On the heels of a visit by acclaimed environmental author Bill McKibben, Warren Wilson College’s Environmental Leadership Center will host a free public lecture by Lester Brown, whom The Washington Post has called "one of the world's most influential thinkers” (see box, “Bursting the Bubble”).
Several decades earlier, the Library of Congress noted that his writings "have already strongly affected thinking about problems of world population and resources."
In 2001, Brown founded the D.C.-based Earth Policy Institute, charged with providing a road map for transitioning to an environmentally sustainable economy. That same year, he published Eco-Economy: Building an Economy for the Earth, which Harvard biologist E.O. Wilson hailed as "an instant classic." Brown’s most recent book, Plan B 4.0: Mobilizing to Save Civilization, is the fourth in a series outlining his vision for a sustainable future.
Current environmental trends, Brown contends, are beginning to affect our “bubble economy,” in which economic outputs are artificially inflated owing to over-consumption of the earth’s natural capital. If Plan A is the status quo — consuming shrinking fossil-fuel supplies and dwindling aquifers while a burgeoning population floods the atmosphere with combustion products — Plan B will involve “a major shift of our priorities toward environmental security, and fast,” he says. “We’re looking at a much more urgent need than most people realize.”
“Cutting carbon emissions 80 percent by 2020 is going to require a substantial effort, but it’s entirely possible,” Brown asserted in a 2008 talk. “We have not yet realized the potential of wind energy, solar energy, geothermal energy, tidal power — there’s enormous potential there. In the Plan B 2020 energy economy, we see 40 percent of the world’s electricity coming from wind. We’re talking about producing 1.5 million wind turbines in the next dozen years.”

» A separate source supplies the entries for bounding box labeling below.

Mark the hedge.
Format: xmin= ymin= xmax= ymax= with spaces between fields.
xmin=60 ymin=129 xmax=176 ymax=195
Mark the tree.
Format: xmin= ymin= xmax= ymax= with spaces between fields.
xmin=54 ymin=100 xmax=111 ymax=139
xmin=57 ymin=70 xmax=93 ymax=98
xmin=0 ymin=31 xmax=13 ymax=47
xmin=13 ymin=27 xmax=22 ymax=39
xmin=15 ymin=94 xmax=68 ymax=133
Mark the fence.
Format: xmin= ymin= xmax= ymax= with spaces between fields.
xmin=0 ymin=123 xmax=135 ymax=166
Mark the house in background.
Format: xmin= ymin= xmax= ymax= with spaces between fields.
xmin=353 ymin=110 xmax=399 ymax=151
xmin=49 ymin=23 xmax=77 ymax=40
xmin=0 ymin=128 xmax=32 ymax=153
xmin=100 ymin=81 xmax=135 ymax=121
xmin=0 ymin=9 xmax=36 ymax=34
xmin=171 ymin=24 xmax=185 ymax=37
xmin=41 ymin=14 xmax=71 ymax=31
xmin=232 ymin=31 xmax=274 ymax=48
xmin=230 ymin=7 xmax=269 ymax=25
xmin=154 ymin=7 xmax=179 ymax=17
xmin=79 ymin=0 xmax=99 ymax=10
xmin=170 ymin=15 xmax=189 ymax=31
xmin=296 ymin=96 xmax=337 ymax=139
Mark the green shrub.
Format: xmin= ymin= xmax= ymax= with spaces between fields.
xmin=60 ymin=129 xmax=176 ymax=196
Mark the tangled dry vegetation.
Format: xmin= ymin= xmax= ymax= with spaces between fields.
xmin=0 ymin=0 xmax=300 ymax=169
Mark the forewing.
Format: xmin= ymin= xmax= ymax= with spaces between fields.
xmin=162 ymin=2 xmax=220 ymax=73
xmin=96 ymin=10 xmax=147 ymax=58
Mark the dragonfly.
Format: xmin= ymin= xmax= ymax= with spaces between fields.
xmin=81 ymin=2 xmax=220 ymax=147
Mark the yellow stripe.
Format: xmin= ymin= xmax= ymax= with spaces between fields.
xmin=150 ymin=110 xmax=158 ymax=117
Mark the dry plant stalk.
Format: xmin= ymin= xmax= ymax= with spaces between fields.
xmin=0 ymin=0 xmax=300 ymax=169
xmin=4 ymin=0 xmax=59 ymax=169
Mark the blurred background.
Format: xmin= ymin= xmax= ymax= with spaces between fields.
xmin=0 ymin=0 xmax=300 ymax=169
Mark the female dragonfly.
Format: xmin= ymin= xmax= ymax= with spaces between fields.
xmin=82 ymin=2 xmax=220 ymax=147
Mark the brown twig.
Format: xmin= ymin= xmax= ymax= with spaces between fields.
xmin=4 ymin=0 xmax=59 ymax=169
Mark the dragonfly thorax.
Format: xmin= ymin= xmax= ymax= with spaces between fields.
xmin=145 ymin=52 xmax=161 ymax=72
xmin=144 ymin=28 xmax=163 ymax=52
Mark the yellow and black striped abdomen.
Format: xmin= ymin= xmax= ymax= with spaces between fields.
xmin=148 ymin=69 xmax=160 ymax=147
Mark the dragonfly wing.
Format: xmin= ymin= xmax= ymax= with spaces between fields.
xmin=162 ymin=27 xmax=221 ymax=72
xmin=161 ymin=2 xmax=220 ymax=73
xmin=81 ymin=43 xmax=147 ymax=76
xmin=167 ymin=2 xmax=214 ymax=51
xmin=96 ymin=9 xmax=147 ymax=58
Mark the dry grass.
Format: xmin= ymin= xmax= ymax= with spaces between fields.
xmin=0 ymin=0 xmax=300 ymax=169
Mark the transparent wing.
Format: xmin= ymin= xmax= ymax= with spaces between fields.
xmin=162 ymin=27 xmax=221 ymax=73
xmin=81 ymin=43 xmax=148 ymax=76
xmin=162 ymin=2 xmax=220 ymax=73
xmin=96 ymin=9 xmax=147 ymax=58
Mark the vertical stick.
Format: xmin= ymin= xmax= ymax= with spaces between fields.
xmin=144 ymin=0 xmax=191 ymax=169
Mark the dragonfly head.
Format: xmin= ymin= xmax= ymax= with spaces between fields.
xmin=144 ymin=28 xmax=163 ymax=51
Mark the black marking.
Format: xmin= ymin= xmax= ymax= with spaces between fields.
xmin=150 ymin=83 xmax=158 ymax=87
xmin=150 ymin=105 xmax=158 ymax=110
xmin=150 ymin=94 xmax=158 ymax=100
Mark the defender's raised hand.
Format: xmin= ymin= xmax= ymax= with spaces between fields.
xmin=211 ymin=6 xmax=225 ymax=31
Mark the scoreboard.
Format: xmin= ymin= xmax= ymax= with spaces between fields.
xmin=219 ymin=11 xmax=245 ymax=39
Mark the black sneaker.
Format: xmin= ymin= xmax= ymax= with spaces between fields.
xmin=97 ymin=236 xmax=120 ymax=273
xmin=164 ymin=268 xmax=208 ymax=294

If that sounds daunting (there are only about 100,000 wind turbines in place in the world today), Brown counters: “We produce 65 million cars each year; we have a lot of auto plants closed. The skilled work force is already in place — we just have to retool a bit, so we’re assembling wind turbines.”
The real challenge, he maintains, “is political leadership,” since this solution requires industrial reconfiguration on a scale not seen since President Roosevelt’s War Production Board halted U.S. auto production as America entered World War II, forcing factories to produce tanks and related armaments instead.
But the little things matter too, says Brown, arguing that the simple act of switching to compact-fluorescent light bulbs, if achieved worldwide, would cut global energy consumption by 12 percent, enabling the closure of 705 of the world’s 2,400 coal-fired power plants.
EPA coal-ash dustup
In a recent report on the debate concerning coal ash (produced when coal is burned to generate electricity), we noted that it’s been used as an ingredient in everything from wallboard to soil enhancements. That debate figured prominently in the U.S. Environmental Protection Agency’s public hearing on coal-ash regulation in Charlotte last month (see “Green Scene: When the Dust Settles,” Sept. 29 Xpress).
Now, an Oct. 13 report by the EPA’s Office of Inspector General says an agency website “presented an incomplete picture regarding actual damage and potential risks that can result from large-scale placement of unencapsulated [coal-combustion residuals].”
According to the EPA’s recently proposed rule for regulating coal ash, such unencapsulated use can result in environmental contamination, such as heavy metals leaching into drinking-water sources. The proposed rule identified seven cases in which, “under the guise of beneficial use … damage to human health or the environment had been demonstrated.” The rule also stated that the EPA does not consider large-scale placement of such wastes “beneficial use.”
But although the agency’s Coal Combustion Products Partnership website contained general risk information, it did not disclose this EPA decision and did not make the seven damage cases readily accessible to the public. The report recommended taking down the contested website, and the agency has agreed.
The report also concluded that this website “contained material that gave the appearance that EPA endorses commercial products,” which is prohibited by the agency’s ethics policies and communication guidelines.
The inspector general’s statement can be viewed at bit.ly/a2Ycll.